The stimuli were presented at 65 dB SpRefL (for 66 infants), 75 dB SpRefL (29 infants), and either 79 dB SpRefL (MF stimulus, 8 infants) or 85 dB SpRefL (HF stimulus, 8 infants). Throughout the CAEP test, an experienced paediatric audiologist aimed to keep the infant's attention facing towards the loudspeaker by using a selection of silent toys. The stimuli were then presented repeatedly until 20 artefact-free epochs had been recorded using an artefact rejection threshold of ± 110 μV and a band-pass filter of 1–100 Hz. A total of four blocks for the MF stimulus and four for the HF stimulus were presented using an interleaved approach. This procedure was then repeated, with the stimulus order reversed, giving 160 artefact-free epochs, per stimulus (although in some recordings there were 159 epochs). The full CAEP test procedure was repeated within seven days. If the repeat session was on the same day, a break of at least 1 h was given before starting the next session. Finally, CAEP measurements were made using electrodes placed at the high forehead (Fpz; active electrode), the right mastoid (reference electrode), and the left mastoid (ground electrode), and were recorded at a sampling rate of 30 kHz (downsampled to 500 Hz for further analysis) using the Eclipse system (Interacoustics, Middelfart, Denmark). Data were filtered offline from 1 to 15 Hz using 3rd-order Butterworth filters. Ethics approval was obtained from the North West National Research Ethics Service Ethics Committee (reference 15/NW/0736).

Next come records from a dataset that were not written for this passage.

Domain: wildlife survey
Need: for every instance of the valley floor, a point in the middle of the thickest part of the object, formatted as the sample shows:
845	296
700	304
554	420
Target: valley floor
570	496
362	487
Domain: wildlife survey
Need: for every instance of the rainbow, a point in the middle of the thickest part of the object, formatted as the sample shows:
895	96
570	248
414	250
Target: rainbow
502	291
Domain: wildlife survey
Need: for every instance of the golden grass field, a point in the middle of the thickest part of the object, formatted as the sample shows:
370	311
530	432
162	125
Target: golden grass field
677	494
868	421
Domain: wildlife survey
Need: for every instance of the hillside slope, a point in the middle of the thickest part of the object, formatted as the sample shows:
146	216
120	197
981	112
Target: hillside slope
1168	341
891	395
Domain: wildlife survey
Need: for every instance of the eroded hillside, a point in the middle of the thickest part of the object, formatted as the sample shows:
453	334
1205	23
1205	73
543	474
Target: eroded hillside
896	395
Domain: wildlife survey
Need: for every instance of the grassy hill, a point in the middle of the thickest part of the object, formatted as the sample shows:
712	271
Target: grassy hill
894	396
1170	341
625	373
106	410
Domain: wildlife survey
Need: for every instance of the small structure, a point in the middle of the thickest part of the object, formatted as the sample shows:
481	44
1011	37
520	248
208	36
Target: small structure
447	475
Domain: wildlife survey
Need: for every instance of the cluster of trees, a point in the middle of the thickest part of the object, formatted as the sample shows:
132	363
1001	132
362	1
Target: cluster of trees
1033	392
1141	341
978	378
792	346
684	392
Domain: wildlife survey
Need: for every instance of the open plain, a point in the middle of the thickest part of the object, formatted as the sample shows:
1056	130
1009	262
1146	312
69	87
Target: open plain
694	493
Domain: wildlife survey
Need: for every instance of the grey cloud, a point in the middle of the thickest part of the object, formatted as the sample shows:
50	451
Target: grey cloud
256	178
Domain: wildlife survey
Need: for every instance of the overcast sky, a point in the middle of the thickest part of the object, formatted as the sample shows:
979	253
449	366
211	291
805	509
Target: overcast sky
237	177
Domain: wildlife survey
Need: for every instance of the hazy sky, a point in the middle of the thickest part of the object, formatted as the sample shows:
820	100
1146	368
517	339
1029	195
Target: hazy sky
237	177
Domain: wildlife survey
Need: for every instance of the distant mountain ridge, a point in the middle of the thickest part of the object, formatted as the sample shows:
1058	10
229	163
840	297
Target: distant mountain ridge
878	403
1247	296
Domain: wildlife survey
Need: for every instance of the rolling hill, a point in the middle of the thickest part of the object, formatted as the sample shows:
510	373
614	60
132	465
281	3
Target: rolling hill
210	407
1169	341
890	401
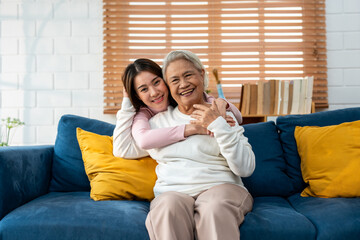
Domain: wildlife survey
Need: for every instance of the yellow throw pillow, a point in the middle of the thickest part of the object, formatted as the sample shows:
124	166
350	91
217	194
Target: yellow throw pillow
330	159
112	177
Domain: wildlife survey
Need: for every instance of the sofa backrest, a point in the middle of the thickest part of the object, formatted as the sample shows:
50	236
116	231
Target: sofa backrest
286	126
269	177
68	172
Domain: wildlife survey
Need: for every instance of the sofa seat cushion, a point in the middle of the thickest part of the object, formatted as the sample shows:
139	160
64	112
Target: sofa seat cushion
287	124
74	215
274	218
334	218
68	172
269	177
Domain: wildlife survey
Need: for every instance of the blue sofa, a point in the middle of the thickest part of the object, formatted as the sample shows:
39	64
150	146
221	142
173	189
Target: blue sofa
45	192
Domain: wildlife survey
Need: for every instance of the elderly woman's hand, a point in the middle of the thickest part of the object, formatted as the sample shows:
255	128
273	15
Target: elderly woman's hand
205	115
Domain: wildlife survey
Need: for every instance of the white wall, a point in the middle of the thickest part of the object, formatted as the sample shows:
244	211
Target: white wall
343	44
51	62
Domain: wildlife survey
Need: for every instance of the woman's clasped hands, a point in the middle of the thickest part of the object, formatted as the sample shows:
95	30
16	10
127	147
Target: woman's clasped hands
204	115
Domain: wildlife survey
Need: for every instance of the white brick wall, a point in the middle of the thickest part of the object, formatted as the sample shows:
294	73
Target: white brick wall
343	43
51	62
50	65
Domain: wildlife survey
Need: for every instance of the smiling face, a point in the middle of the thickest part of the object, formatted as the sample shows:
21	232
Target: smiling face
151	89
186	84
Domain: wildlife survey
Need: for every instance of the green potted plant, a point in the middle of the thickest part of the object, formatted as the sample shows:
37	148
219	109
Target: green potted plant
7	124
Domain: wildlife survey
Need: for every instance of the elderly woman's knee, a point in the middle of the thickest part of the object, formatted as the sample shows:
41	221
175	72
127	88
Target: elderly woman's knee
173	201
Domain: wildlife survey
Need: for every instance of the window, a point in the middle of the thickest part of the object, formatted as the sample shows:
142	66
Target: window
245	40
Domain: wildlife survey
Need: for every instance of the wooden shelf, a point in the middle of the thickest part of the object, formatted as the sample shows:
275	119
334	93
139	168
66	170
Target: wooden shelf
263	118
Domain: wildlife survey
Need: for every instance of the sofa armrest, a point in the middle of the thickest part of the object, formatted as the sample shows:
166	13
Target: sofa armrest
25	174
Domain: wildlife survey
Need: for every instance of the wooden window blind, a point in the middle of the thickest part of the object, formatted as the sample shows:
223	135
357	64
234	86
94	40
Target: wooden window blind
245	40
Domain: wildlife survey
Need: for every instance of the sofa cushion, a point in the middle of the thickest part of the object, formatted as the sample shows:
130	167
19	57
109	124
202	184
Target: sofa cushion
269	177
330	159
74	215
286	126
113	177
334	218
68	173
274	218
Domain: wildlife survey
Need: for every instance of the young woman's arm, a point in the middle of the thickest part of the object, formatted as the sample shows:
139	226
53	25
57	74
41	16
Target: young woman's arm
123	143
148	138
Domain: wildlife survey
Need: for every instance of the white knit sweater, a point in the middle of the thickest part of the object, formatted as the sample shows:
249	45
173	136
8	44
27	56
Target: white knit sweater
201	161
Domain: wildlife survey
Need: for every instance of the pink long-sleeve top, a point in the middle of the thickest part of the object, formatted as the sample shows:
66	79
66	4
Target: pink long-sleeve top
148	138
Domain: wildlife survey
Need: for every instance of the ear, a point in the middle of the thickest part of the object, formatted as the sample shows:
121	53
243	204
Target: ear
202	72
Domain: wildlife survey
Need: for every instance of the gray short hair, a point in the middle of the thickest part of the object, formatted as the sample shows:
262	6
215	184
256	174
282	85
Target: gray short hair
188	56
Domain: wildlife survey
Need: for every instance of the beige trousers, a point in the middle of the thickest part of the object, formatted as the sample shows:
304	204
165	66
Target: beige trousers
214	214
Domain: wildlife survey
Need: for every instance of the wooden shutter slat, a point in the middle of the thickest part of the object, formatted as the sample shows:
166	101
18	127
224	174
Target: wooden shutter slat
221	19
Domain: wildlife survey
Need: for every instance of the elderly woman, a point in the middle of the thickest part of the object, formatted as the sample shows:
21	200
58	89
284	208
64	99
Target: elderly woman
199	192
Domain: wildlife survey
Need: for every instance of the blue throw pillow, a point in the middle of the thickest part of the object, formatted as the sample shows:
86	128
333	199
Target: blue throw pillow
269	177
286	126
68	173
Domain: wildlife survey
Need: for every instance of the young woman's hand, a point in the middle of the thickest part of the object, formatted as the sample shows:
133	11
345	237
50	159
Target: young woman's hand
193	129
125	93
222	106
230	120
205	115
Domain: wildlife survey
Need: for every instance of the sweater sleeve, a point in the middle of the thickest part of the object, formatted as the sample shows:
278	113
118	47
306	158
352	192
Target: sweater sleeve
148	138
234	146
123	143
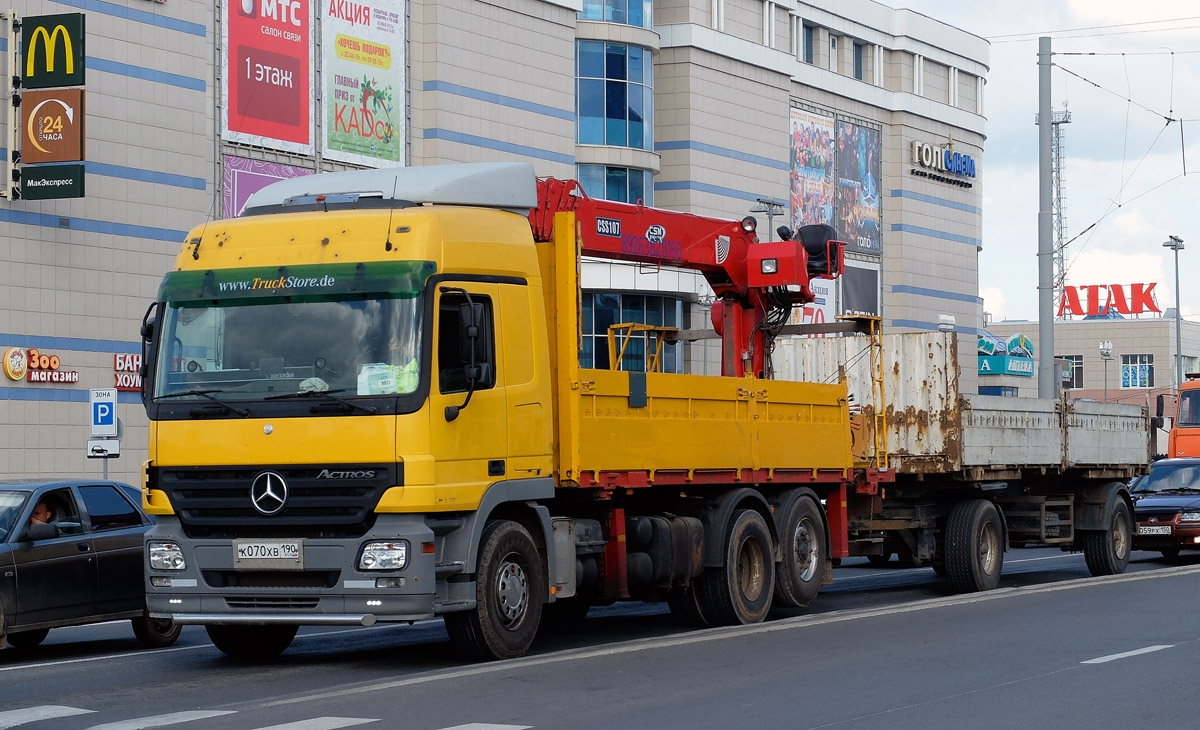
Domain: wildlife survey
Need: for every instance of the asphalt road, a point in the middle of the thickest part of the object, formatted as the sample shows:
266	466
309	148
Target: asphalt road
882	647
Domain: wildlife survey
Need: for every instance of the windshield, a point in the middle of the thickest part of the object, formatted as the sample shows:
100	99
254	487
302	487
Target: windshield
1189	408
263	343
1170	477
10	508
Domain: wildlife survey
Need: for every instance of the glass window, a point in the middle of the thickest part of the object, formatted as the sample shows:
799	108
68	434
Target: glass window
1073	372
107	508
1137	371
618	184
615	94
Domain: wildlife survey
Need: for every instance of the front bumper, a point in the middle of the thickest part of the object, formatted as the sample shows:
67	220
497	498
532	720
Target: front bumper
329	591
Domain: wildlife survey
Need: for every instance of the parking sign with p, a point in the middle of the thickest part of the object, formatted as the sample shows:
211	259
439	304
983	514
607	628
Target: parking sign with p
103	413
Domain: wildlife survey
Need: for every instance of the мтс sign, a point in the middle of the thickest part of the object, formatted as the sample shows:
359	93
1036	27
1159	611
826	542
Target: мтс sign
54	52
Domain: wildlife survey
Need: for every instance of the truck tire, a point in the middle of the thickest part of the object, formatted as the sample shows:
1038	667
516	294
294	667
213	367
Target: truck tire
510	591
739	592
975	554
28	639
155	633
1107	551
802	550
251	642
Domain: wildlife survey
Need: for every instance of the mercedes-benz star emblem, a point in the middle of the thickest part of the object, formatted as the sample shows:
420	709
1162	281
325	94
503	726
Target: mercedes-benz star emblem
269	492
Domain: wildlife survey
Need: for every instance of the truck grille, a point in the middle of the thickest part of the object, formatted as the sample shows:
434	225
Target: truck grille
216	501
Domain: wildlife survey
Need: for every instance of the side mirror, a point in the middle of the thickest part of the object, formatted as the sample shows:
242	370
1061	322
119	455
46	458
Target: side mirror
41	532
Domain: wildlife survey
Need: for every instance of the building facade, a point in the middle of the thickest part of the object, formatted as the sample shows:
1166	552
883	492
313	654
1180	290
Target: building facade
847	113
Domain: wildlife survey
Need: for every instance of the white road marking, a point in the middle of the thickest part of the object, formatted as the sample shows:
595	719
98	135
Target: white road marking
724	633
323	723
487	726
1135	652
11	718
159	720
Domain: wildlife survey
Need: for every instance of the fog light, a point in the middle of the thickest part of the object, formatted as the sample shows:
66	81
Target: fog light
166	556
384	556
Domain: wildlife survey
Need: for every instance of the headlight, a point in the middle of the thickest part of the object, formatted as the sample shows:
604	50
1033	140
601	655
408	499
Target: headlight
166	556
384	556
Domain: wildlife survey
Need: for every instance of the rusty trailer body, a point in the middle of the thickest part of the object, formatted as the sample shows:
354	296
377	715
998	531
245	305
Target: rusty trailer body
975	473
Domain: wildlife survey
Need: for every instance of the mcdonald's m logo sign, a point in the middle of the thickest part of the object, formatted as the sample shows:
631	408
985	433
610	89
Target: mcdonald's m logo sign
53	51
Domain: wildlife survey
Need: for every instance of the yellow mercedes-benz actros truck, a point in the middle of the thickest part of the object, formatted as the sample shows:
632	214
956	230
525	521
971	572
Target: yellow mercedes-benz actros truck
366	405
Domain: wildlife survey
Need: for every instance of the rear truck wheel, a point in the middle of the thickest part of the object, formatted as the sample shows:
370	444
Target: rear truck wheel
251	642
739	591
975	551
155	633
1107	551
510	591
28	639
803	554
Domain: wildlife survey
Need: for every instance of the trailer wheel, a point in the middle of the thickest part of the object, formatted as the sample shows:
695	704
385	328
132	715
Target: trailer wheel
803	550
741	590
510	591
975	554
1107	551
251	642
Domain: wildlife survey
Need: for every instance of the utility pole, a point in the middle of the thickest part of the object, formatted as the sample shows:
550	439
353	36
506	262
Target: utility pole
1047	387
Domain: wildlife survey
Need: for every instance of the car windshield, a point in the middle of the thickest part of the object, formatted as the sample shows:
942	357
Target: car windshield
270	337
1170	477
10	509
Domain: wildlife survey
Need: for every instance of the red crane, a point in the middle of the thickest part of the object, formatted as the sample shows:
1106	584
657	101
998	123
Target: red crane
756	283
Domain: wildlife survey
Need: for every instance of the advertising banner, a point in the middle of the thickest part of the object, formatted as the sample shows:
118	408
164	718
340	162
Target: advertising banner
859	171
364	76
267	70
813	175
241	178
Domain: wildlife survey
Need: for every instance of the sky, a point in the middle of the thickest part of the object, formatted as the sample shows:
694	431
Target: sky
1123	163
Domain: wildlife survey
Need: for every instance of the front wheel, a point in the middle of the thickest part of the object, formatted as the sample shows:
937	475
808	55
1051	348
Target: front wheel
510	591
739	591
1107	551
155	633
251	642
975	556
803	554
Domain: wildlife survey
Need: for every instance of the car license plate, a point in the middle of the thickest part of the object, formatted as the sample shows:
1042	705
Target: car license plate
1155	530
275	555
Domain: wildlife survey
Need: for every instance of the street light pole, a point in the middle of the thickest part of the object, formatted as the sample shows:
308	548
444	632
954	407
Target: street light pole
1176	244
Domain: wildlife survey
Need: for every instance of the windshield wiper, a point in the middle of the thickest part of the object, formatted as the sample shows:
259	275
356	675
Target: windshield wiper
207	394
323	394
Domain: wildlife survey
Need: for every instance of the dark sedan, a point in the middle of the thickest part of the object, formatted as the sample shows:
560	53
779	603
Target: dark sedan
1167	507
71	554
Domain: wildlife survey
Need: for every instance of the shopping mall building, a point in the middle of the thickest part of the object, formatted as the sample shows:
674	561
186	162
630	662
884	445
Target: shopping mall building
840	112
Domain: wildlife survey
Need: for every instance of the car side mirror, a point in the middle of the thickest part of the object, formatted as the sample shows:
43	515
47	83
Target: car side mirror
41	532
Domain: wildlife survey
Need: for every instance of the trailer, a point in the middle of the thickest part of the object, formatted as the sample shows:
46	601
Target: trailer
975	474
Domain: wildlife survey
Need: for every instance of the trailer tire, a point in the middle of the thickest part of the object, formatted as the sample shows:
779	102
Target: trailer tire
739	592
975	554
28	639
510	591
1107	551
802	550
251	642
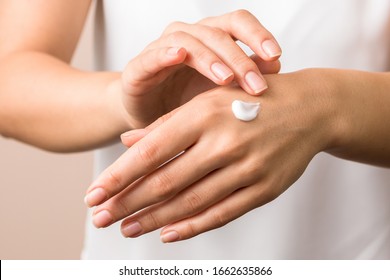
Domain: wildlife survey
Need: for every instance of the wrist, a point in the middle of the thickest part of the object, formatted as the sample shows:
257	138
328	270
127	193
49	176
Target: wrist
114	99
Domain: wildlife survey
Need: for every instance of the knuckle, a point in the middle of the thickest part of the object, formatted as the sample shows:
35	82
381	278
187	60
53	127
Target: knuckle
148	153
239	14
243	62
121	207
177	37
218	34
191	229
152	220
220	217
192	202
174	26
114	178
161	186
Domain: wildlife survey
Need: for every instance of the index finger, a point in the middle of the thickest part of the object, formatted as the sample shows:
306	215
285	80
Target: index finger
156	148
245	27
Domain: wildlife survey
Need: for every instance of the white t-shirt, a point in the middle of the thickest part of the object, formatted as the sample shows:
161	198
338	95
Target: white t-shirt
337	209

Visual Reinforcement Audiometry
To determine the audibility of the stimuli presented during the CAEP sessions, aided behavioral hearing thresholds to the same stimuli were estimated using visual reinforcement audiometry (VRA; BSA, 2014). As VRA requires behavioral conditioning, it was performed several months after the CAEP sessions. Infants were aged between 7.4 and 21 months, with a mean age of 10.8 months. VRA was performed by two experienced pediatric audiologists who followed the British Society of Audiology recommended procedure as a guideline (BSA, 2014). During the VRA sessions, stimuli were presented at a rate of 4 Hz using the same set-up previously described for the aided CAEP sessions. Infants were first conditioned at a high test level with simultaneous presentation of a visual reinforcer. An adaptive procedure was then used to find threshold in 5 dB step sizes. One audiologist kept the child's quiet attention in the room, and the other controlled the sounds from the observation room, and judged when a response was present. Intermittent control trials and long gaps were included to judge for false responses, but the tester was not blind to these. At the VRA session, standard hearing aid checks, otoscopy examinations, and tympanometry examinations were again carried out. If hearing aid settings had changed since the CAEP sessions, the VRA was performed while wearing temporary hearing aids of the same model as used during the CAEP session and set to their previous settings. Hearing aid settings were also checked in a test box for consistency between the CAEP and VRA sessions. The decibel Sensation Level (dB SL) was estimated as CAEP presentation level minus the aided VRA-estimated behavioral threshold, both recorded in dB SpRefL in the sound field.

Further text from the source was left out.